Certes, la faute de M. Z est prépondérante dans la réalisation du préjudice subi par la victime, cependant la banque elle-même, en ne s’étant pas assurée de la solvabilité financière de l’emprunteur, M. Y, en ne vérifiant pas ses capacités financières, les risques de l’endettement né de l’octroi de ce prêt, a contribué à la réalisation de son propre dommage.
C’est donc bien la combinaison de ces deux séries de fautes, du notaire et de la société Caisse de Crédit Mutuel Les Hauts de Carnot, qui sont à l’origine du préjudice de cette dernière.
Il est constant que la banque a pu obtenir la somme de 24 000 euros à la suite de la vente aux enchères du studio de 28 m² qui viendra en déduction du montant débloqué par elle, soit 158 700 euros – 24 000 euros = 134 700 euros. Le pourcentage de perte de chance étant fixé à 95% , le préjudice s’élève à 127 965 euros ; le montant étant réparti entre les co responsables à concurrence de 2/3 pour le notaire et de 1/3 pour la banque.

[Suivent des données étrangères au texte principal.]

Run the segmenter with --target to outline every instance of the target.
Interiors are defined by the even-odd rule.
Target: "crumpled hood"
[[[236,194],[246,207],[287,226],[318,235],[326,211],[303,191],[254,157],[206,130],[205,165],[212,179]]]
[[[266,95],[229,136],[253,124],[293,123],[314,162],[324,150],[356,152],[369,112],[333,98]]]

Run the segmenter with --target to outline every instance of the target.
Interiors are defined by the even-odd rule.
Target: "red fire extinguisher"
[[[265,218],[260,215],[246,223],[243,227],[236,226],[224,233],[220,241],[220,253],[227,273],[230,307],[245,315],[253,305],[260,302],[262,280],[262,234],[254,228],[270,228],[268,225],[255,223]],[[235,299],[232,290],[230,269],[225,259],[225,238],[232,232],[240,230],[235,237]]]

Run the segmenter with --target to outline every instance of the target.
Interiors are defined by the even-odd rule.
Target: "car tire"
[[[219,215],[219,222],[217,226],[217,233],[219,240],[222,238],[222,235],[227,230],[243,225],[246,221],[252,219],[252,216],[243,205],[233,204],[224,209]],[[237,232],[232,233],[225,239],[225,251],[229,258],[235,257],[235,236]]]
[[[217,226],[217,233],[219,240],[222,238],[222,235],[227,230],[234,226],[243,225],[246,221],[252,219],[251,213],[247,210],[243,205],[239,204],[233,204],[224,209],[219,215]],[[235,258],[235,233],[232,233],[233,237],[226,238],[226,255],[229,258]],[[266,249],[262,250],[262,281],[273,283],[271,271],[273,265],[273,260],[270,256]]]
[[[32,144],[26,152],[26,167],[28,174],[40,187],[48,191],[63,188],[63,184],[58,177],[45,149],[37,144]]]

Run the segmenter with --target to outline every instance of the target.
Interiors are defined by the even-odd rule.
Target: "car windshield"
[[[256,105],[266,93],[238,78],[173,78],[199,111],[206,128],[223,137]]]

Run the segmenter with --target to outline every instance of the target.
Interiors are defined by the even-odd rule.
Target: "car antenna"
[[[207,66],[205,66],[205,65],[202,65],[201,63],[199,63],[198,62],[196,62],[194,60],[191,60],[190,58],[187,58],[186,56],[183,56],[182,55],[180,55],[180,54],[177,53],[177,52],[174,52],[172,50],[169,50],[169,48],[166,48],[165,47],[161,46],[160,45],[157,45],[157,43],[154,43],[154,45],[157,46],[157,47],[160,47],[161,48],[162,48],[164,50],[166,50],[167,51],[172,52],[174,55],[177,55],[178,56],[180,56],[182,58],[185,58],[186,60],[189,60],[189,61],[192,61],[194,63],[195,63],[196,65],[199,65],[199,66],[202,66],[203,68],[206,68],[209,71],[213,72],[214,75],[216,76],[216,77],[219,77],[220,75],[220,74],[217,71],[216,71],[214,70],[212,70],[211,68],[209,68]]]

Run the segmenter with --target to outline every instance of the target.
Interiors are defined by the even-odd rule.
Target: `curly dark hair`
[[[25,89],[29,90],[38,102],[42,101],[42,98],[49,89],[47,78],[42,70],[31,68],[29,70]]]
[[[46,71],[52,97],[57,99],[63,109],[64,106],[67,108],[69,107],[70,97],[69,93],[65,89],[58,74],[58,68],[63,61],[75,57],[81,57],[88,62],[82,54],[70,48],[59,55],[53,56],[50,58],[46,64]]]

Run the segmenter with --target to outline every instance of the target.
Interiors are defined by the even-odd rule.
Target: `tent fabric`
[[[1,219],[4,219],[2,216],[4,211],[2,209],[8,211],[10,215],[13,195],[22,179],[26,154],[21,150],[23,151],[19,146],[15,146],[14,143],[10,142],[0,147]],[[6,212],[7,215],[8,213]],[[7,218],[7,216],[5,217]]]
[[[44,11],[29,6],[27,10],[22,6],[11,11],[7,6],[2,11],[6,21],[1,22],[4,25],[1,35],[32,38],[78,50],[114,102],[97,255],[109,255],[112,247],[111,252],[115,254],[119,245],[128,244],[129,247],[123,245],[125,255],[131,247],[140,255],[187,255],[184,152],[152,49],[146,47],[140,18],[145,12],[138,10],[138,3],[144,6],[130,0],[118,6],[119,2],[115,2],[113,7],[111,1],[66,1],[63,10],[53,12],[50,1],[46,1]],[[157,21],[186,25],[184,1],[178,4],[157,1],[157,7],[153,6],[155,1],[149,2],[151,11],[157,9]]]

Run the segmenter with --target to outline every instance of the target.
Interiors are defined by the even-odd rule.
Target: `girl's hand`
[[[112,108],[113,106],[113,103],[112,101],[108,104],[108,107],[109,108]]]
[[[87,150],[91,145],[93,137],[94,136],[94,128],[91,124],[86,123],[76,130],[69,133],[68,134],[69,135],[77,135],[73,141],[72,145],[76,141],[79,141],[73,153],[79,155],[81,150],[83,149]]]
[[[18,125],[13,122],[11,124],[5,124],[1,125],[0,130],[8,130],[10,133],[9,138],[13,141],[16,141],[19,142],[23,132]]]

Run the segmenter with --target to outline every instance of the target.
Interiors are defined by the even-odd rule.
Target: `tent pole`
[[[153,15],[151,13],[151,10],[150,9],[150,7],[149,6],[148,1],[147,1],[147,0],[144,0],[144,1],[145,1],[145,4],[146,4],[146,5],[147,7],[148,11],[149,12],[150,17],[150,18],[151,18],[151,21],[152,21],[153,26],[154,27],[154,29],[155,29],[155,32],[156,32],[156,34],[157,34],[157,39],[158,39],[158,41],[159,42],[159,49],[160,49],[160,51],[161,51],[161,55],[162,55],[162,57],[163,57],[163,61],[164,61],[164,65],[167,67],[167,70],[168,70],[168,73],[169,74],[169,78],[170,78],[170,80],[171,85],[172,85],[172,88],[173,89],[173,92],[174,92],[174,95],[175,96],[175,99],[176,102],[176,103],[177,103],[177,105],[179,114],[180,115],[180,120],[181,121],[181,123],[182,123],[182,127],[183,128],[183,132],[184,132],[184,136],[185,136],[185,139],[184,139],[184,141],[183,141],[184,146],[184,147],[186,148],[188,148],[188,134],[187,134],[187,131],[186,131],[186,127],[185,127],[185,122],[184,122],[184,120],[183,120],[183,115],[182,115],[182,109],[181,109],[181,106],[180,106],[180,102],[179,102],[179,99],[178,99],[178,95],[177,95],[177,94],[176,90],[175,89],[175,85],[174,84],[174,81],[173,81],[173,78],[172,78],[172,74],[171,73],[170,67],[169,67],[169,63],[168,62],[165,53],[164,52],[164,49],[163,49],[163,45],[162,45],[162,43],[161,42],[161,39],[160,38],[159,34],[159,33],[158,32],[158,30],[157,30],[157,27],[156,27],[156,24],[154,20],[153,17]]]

En définitive, le notaire sera condamné à verser à la société Caisse de Crédit Mutuel Les Hauts de Carnot la somme de 85 310 euros en réparation du préjudice subi par elle en raison de sa faute, majorée des intérêts au taux légal à compter du 18 octobre 2017, date de l’assignation de M. Z en justice.
Le jugement sera infirmé de ce chef.
Sur les frais irrépétibles et les dépens
Le sens du présent arrêt conduit à confirmer le jugement en ses dispositions relatives aux dépens et à l’article 700 du code de procédure civile.

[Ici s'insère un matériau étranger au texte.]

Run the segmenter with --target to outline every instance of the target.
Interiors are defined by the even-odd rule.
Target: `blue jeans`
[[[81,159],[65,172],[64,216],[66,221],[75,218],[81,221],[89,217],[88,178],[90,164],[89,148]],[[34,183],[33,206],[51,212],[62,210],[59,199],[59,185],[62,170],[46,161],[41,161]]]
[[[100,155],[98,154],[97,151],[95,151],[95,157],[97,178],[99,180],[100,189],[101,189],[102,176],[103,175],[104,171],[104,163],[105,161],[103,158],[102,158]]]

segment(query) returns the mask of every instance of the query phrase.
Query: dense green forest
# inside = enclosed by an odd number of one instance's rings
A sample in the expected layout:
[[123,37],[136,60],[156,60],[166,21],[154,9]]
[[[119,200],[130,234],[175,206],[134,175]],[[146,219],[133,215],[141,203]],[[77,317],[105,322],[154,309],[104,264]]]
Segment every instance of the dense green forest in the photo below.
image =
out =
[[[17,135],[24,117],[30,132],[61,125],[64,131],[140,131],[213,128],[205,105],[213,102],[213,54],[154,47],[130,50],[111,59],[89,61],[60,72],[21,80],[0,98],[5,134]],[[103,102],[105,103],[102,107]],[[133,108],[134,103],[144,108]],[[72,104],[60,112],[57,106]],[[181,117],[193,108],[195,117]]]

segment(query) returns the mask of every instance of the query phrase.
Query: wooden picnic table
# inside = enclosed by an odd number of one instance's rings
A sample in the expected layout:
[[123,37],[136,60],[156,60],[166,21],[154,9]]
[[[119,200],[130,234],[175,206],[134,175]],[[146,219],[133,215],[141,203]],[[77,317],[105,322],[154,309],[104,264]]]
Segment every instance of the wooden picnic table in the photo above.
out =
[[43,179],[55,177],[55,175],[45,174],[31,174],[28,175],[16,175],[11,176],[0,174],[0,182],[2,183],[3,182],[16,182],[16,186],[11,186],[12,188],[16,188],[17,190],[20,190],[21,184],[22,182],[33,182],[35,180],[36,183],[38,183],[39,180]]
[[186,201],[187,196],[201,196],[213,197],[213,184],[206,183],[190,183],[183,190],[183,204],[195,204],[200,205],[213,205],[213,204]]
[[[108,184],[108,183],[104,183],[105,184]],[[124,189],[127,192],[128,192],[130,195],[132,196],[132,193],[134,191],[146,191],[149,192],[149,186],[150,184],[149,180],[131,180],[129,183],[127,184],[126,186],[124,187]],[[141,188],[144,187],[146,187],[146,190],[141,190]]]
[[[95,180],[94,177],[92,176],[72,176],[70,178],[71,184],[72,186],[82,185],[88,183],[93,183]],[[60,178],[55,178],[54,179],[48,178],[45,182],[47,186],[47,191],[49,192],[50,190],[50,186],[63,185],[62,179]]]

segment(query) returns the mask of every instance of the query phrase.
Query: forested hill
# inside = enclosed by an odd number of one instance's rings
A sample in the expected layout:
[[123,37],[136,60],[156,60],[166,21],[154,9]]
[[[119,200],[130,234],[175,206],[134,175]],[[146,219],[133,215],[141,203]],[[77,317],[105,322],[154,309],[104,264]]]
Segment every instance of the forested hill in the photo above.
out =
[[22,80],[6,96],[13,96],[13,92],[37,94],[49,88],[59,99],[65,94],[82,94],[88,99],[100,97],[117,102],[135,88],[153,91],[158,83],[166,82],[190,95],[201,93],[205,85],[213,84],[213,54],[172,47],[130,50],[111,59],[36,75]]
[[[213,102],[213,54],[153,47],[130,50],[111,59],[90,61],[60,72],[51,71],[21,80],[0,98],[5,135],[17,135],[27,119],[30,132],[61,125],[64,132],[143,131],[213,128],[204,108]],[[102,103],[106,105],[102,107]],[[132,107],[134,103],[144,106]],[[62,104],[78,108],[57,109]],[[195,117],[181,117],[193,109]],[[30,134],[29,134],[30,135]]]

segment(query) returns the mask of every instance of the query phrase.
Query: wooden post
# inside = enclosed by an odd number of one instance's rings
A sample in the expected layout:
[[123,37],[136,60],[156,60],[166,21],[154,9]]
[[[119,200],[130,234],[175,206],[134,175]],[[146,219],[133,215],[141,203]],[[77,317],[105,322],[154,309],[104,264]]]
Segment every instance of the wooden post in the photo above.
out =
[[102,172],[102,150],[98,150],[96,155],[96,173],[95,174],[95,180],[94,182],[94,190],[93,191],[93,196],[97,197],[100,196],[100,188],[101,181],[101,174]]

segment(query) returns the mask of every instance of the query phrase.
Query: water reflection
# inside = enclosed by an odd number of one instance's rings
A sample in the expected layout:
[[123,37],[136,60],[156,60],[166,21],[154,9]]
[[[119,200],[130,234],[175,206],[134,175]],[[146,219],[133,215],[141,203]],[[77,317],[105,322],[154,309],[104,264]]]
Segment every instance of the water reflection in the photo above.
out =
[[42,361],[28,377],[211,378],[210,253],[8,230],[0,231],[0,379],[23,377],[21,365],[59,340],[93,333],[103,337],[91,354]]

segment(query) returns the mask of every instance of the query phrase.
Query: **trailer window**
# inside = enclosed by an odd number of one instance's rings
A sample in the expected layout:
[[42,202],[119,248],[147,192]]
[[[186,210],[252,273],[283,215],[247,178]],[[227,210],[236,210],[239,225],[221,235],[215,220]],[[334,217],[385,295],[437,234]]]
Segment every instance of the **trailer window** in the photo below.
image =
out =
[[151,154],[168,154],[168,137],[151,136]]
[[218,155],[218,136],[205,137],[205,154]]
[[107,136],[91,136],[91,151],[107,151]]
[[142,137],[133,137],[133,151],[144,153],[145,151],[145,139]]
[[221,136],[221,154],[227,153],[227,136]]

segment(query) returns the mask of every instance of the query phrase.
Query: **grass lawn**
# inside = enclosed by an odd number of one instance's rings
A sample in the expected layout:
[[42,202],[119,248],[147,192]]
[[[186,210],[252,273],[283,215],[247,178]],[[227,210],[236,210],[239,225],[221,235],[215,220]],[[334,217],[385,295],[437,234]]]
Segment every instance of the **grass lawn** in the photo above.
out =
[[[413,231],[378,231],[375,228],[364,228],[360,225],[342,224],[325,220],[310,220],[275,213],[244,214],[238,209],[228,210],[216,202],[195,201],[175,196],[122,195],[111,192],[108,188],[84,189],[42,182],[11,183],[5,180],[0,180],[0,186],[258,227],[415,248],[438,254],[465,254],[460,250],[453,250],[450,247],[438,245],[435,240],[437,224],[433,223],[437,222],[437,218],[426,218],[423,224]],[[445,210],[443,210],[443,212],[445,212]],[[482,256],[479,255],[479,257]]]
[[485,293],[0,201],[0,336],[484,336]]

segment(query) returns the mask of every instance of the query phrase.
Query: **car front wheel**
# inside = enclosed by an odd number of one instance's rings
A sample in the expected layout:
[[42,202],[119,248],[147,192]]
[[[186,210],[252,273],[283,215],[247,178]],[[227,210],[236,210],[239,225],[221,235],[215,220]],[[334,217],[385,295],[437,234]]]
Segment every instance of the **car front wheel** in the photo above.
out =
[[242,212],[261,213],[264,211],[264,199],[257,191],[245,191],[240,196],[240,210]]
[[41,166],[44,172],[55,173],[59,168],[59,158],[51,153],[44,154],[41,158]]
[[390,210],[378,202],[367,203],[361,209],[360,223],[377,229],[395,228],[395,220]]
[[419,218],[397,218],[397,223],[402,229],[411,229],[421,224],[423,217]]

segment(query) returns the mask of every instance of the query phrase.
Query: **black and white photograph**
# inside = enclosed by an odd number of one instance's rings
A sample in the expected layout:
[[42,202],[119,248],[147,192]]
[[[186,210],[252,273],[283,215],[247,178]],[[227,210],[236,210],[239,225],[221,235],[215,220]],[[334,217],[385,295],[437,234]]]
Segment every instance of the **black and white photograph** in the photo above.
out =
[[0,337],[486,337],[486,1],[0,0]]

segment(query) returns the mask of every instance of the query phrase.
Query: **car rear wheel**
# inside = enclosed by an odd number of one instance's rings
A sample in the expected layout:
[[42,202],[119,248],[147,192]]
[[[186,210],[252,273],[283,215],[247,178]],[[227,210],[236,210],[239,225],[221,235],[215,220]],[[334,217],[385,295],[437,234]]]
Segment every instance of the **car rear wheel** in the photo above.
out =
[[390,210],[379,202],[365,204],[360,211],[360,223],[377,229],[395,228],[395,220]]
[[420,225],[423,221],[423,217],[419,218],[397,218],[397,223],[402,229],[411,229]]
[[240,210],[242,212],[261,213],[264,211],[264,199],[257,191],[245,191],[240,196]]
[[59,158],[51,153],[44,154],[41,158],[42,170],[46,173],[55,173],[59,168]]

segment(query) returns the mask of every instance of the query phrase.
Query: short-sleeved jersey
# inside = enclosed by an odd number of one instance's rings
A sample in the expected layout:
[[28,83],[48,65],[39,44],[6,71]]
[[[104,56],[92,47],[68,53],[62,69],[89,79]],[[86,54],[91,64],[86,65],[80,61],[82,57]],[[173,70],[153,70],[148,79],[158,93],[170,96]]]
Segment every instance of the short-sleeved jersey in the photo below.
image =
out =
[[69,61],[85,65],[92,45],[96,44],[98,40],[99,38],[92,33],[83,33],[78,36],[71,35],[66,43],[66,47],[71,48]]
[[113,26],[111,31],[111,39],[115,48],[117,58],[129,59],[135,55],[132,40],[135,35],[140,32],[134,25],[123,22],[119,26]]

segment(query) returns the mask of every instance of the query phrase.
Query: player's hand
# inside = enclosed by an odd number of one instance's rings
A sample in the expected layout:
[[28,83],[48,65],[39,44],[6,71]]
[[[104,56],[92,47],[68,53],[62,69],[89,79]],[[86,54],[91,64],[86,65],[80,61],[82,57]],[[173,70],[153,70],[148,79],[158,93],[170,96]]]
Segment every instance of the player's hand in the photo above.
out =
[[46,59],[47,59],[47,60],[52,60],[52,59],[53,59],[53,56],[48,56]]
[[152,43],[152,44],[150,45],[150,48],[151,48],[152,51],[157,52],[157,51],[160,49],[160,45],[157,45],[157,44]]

M. Z, qui succombe principalement en ses prétentions, supportera les dépens d’appel qui pourront être recouvrés conformément aux dispositions de l’article 699 du code de procédure civile.
Au titre des frais exposés par la société Caisse de Crédit Mutuel Les hauts de Carnot pour assurer sa
défense en appel, l’équité commande de lui allouer la somme supplémentaire de 3 000 euros. M. Z sera condamné à verser cette somme et débouté de sa demande à ce titre.
PAR CES MOTIFS
La cour, statuant par arrêt contradictoire et mis à disposition,
INFIRME le jugement en ce qu’il condamne M. Z à verser à la société Caisse de Crédit Mutuel Les hauts de Carnot la somme de 10 000 euros ;
Le CONFIRME pour le surplus,
Statuant à nouveau et y ajoutant,
DIT que la société Caisse de Crédit Mutuel Les Hauts de Carnot a commis une faute de nature à exonérer partiellement M. Z de sa responsabilité ;
FIXE le préjudice subi par la société Caisse de Crédit Mutuel Les hauts de Carnot à la somme de 127 965 euros ;
FIXE le partage de responsabilité entre les intervenants ainsi :
* 1/3 pour la société Caisse de Crédit Mutuel Les Hauts de Carnot,
* 2/3 pour M. Z ;
CONDAMNE M. Z à verser à la société Caisse de Crédit Mutuel Les Hauts de Carnot la somme de 85 310 euros en réparation du préjudice, majoré des intérêts au taux légal à compter du 18 octobre 2017 ;
CONDAMNE M. Z aux dépens d’appel qui pourront être recouvrés conformément aux dispositions de l’article 699 du code de procédure civile.
CONDAMNE M. Z à verser la somme de 3 000 euros sur le fondement de l’article 700 du code de procédure civile.
REJETTE toutes autres demandes.
— prononcé par mise à disposition de l’arrêt au greffe de la cour, les parties en ayant été préalablement avisées dans les conditions prévues au deuxième alinéa de l’article 450 du code de procédure civile,
— signé par Madame Anna MANES, présidente, et par Madame Natacha BOURGUEIL, greffier, auquel la minute de la décision a été remise par le magistrat signataire.